Он поднялся и тут же оглянулся. Мужик, прибежавший на помощь,
гнал ырку прочь, в поля, грозя ему факелом. Ырка шипел, щёлкал,
тянул когтистые лапы, но огня, видно было, боялся страшно.
— Ну, чего зенки пялите? — крикнул мужик. — Дуйте за ограду, да
живо!
Дважды ему повторять не пришлось. Василий захромал вверх по
холму, к частоколу, торопясь изо всех сил. Ворота он миновал
третьим, следом вбежал мужик, притворил створку и запер
перекладиной.
Пока Василий пытался отдышаться, мужик поднял крик, размахивая
руками — и свободной, и той, что с факелом. Лицо у него было
красное, безбровое, усы русые, борода совсем седая, а волосы до
плеч, перехваченные ремешком, серединка наполовинку, русые с
сединой. Здоровый, крепкий, в вышитой подпоясанной рубахе навыпуск,
он возвышался над Марьяшей, как гора.
А у неё — теперь стало видно — волосы были рыжими.
Мужик кричал, что у всех дочери как дочери, а у него
вертихвостка, и всё-то у ей в одном месте свербит, распоясалась —
отходить бы её батогами. И сколько ей ни талдычь, всё одно улизнёт,
и змей-то ей этот дороже родного тятьки, и голова-то её дубовая,
ворота притворить запамятовала...
Марьяша тоже огрызалась и размахивала руками. Василий даже
подумал раз или два, не задела бы она отца-то сковородой.
Наконец Волк не выдержал. Он не любил, когда люди ругаются, а
потому, залаяв, бросился между ними. Мужик поглядел на него и
мгновенно умолк, как будто его выключили.
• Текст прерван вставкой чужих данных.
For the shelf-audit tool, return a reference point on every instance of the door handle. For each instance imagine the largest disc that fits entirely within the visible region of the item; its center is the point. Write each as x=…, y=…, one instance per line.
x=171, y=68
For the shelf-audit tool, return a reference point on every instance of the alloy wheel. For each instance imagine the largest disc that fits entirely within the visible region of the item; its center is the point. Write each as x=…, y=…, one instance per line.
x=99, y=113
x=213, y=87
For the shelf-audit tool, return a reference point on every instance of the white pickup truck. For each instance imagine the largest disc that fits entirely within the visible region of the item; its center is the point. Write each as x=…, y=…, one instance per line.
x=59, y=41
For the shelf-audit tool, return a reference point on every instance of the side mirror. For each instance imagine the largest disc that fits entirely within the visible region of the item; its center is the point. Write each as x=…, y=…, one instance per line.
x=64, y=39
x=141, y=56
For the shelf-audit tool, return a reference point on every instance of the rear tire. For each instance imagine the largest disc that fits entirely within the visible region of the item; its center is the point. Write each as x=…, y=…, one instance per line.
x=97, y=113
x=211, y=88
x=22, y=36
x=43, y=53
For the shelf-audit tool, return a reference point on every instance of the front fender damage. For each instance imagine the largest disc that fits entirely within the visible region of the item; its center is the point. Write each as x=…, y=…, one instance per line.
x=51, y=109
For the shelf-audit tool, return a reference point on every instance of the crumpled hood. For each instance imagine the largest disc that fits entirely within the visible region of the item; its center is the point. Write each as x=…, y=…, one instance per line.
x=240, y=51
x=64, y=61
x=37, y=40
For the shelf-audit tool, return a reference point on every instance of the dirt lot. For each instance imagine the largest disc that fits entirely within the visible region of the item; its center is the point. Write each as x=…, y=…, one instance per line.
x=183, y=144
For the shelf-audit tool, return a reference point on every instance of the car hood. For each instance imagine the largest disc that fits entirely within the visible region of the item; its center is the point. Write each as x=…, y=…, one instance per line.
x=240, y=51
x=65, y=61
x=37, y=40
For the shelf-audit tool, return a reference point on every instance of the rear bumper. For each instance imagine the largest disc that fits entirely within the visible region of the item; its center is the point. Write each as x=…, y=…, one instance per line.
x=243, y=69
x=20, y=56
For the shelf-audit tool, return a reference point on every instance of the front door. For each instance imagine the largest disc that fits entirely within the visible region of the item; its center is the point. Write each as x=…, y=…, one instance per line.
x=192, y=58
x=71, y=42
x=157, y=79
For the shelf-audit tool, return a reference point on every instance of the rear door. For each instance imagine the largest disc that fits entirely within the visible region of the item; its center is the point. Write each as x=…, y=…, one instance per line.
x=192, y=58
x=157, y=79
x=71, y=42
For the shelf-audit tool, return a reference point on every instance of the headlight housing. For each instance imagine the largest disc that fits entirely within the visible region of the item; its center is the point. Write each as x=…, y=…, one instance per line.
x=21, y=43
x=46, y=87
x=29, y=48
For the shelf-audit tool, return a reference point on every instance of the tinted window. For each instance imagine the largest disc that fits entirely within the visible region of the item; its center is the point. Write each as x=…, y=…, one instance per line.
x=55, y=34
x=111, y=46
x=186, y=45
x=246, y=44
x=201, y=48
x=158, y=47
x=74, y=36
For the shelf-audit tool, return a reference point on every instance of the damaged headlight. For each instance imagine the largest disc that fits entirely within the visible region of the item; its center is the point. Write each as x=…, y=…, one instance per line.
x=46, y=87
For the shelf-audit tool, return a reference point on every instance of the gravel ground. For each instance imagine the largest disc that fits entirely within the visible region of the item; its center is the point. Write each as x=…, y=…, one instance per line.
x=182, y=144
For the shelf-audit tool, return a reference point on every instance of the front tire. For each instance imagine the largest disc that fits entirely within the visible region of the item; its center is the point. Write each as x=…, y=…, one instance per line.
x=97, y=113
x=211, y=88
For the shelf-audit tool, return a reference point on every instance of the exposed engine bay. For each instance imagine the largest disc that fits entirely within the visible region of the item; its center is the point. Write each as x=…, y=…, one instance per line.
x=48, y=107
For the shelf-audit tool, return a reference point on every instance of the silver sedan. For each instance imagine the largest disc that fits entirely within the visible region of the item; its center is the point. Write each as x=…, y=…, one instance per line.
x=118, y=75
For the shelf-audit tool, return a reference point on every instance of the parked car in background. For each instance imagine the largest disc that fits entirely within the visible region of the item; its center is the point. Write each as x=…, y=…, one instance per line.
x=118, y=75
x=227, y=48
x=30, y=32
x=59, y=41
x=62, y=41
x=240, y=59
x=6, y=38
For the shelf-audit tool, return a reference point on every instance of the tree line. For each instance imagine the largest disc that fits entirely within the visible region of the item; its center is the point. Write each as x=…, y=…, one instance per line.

— О, — с удивлением и как будто с уважением сказал он чуть
погодя. — Ярчук, не иначе!
Марьяша тоже присмотрелась.
— Да не, какая-то помесь таксы, — сказал Василий. — Даже не
знаю, с кем. Линяет страшно.
Теперь мужик уставился уже на него и осмотрел всего, от
кроссовок до волос. У Василия даже руки невольно потянулись, чтобы
их пригладить. А, бесполезно, после такого бега торчат во все
стороны!
— Ты откель, человече? — спросил мужик, щуря светлые глаза. —
Какого роду-племени, как зовут-величают?
— Из Южного я, город такой. Слышали?
— Из южных краёв он, тятя, — пояснила Марьяша. — Совсем они там
дикие.
— Василий, — представился Василий и протянул мужику ладонь, но
тот её не пожал и не назвал своего имени. Ещё и уставился так,
будто перед ним штаны стянули.
— Вот уж верно, дикий, — сказал он наконец. — Староста я здеся,
Тихомиром кличут. И за что ж сослали тя?